Wondershare PDFelement and UPDF tie for the most-accurate OCR in our tests. Foxit and WPS are close behind. Free options like Xodo and Google Drive handle simple text but struggle on multi-column scans. - I just need to sign a PDF and email it back. Which is fastest?
Adobe Acrobat Reader’s Fill & Sign feature works in three taps without a paywall. Google Drive’s markup gets you there too if you’re already in Gmail. Both are free and need no extra install if you have Drive or Gmail. - Do any of these support batch PDF-to-Word conversion?
Wondershare PDFelement and Smallpdf are the strongest here. UPDF handles batch on the Pro tier. WPS does individual conversions well but is slower at batch. For workflow comparison, our PDF converter apps deep dive covers the conversion-only category.
Picking your starter
Most readers should start with Adobe Acrobat Reader for one obvious reason: it’s already installed on more than a billion Android phones, the free tier covers reading + commenting + form-fill + signing, and the in-app upsells stay polite. If you need OCR or PDF-to-Word and you’re not willing to pay Acrobat Pro at $19.99/month, Wondershare PDFelement or UPDF give you that capability at a fraction of the cost.
For privacy-leaning readers, Xodo is the answer. It does what Adobe does without making you create an account, and it’s been quietly free since the original Nitro acquisition. For people who already live in Google Workspace, Drive’s built-in markup is the shortest path: you’re already signed in, the file’s already there, and the pencil tool covers 80 percent of what you actually need.
Genius Scan deserves a special call-out as the scanner you should trust.
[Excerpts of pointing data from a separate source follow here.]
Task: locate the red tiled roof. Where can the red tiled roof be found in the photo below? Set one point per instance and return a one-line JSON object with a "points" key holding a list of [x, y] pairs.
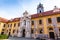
{"points": [[3, 20], [44, 14], [14, 20]]}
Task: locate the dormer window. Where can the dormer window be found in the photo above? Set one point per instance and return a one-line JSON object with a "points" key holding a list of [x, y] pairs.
{"points": [[56, 9]]}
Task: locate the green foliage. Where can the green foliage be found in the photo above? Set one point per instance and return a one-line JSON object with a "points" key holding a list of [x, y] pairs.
{"points": [[4, 36]]}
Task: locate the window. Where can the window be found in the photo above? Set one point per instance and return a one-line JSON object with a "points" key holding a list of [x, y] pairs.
{"points": [[14, 24], [13, 31], [41, 31], [40, 21], [4, 25], [50, 28], [40, 11], [32, 22], [18, 24], [58, 19], [9, 29], [49, 20], [24, 22], [2, 33], [10, 25], [17, 31], [31, 31]]}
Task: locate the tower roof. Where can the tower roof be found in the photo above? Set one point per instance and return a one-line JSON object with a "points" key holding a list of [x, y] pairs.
{"points": [[40, 6]]}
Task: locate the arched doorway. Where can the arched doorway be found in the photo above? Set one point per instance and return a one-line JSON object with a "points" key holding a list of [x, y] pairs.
{"points": [[51, 34], [23, 33]]}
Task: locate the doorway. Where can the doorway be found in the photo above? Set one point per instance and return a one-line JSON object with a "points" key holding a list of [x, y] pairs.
{"points": [[23, 33], [51, 34]]}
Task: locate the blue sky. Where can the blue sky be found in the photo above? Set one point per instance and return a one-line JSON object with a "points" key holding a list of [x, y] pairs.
{"points": [[15, 8]]}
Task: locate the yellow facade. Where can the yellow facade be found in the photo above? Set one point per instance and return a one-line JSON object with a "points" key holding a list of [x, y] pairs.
{"points": [[11, 28]]}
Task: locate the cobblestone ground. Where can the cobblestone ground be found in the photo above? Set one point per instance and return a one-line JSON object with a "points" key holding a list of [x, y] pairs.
{"points": [[16, 38]]}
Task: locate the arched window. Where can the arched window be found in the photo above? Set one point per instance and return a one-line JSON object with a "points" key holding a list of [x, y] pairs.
{"points": [[41, 31], [50, 28]]}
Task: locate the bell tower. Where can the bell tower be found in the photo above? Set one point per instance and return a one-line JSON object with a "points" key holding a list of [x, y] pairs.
{"points": [[40, 8]]}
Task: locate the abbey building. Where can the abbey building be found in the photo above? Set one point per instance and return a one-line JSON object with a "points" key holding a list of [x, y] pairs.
{"points": [[45, 24]]}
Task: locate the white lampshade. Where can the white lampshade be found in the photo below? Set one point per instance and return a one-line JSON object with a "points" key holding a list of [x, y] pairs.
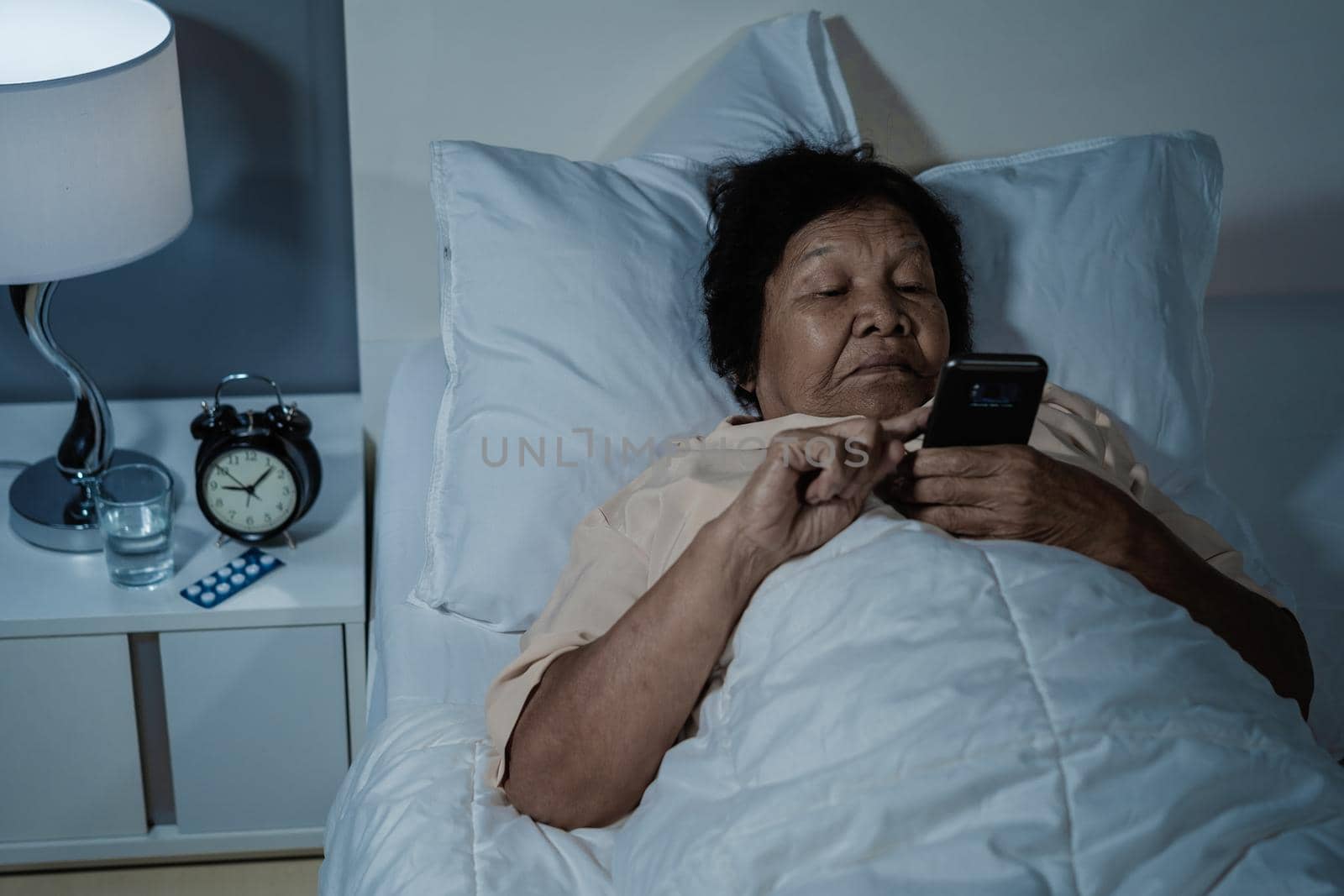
{"points": [[93, 157]]}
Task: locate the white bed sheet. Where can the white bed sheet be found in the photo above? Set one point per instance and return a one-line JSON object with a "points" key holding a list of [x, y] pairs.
{"points": [[417, 656]]}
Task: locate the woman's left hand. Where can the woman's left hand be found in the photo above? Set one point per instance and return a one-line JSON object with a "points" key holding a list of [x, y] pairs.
{"points": [[1012, 492]]}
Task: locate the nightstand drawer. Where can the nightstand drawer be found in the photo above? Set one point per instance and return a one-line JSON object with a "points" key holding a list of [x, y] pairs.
{"points": [[257, 726], [69, 752]]}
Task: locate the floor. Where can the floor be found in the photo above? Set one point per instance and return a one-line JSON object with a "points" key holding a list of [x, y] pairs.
{"points": [[276, 878]]}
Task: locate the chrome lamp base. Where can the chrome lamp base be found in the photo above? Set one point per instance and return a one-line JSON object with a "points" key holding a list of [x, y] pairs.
{"points": [[51, 501], [53, 512]]}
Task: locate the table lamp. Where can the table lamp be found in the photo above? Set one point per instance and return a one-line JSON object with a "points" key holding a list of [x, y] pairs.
{"points": [[93, 175]]}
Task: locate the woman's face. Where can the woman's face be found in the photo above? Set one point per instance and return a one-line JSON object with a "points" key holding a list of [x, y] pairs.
{"points": [[853, 322]]}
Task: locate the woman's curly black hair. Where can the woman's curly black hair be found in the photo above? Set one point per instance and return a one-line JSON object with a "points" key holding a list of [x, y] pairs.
{"points": [[757, 206]]}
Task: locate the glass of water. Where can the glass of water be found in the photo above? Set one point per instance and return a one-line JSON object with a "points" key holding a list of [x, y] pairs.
{"points": [[134, 513]]}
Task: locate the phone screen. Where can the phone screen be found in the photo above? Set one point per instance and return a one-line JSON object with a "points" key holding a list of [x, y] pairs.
{"points": [[985, 399]]}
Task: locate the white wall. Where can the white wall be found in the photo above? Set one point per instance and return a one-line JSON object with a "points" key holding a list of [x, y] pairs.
{"points": [[933, 81]]}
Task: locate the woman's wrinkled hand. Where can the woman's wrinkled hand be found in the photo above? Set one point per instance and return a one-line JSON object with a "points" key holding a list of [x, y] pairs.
{"points": [[813, 484], [1011, 492]]}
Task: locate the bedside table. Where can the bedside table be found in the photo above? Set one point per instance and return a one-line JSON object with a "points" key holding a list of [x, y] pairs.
{"points": [[140, 727]]}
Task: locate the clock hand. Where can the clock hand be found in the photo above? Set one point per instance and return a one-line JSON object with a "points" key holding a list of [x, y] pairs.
{"points": [[232, 477]]}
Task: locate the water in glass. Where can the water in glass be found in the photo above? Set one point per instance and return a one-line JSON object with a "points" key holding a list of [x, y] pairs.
{"points": [[134, 513]]}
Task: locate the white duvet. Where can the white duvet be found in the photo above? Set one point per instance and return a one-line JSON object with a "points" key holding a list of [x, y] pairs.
{"points": [[905, 714]]}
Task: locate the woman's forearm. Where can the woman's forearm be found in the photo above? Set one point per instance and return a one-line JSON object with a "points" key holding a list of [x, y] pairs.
{"points": [[593, 734], [1267, 636]]}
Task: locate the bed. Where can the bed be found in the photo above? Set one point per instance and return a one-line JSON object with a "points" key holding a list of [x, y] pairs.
{"points": [[417, 815], [1021, 748]]}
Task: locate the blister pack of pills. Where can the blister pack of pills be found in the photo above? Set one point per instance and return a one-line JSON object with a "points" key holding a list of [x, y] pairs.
{"points": [[214, 589]]}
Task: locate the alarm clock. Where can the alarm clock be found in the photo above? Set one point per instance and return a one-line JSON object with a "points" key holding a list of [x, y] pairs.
{"points": [[257, 472]]}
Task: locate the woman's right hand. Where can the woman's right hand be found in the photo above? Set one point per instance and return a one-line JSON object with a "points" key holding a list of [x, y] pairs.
{"points": [[813, 484]]}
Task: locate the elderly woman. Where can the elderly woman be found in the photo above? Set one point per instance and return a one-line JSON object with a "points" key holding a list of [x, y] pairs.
{"points": [[833, 291]]}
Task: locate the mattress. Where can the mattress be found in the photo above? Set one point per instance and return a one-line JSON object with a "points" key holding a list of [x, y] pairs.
{"points": [[417, 656]]}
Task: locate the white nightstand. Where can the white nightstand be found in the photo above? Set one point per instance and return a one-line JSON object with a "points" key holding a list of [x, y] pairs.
{"points": [[136, 726]]}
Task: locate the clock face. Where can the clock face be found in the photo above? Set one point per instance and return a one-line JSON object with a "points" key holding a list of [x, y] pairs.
{"points": [[250, 490]]}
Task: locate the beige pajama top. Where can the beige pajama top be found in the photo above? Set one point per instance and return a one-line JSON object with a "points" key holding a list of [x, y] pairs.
{"points": [[622, 547]]}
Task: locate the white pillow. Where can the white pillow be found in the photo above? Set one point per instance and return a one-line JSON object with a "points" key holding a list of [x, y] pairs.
{"points": [[570, 311], [1095, 255], [781, 82]]}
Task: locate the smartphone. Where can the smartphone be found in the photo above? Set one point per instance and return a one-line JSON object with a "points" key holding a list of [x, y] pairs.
{"points": [[985, 399]]}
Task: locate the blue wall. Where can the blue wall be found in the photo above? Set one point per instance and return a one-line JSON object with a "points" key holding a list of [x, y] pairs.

The CamScanner episode taught the category that “free scanner with cloud sync” is a dangerous combination, and Genius Scan stands out for processing pages on-device by default. If you scan more than you mark up, install Genius Scan and pair it with one of the editors above. For broader productivity context, our productivity apps roundup pairs well with these picks.
How we put this guide together
We pulled the top thirty PDF apps by current install count on the Play Store, then tested each across reading + commenting + form-fill + OCR + PDF-to-Word + scan-to-PDF + redaction. Apps were ranked on accuracy (does the OCR actually work on a coffee-stained receipt?), permission hygiene (does it ask for the contact list?), pricing transparency (does the upsell hide an annual auto-renewal?), and modern Android compliance (does it crash on documents protected with the current security model?). Apps that shipped major updates in the last six months were given priority over apps last touched two years ago. The CISA guidance on mobile application security informed our permission-hygiene tests.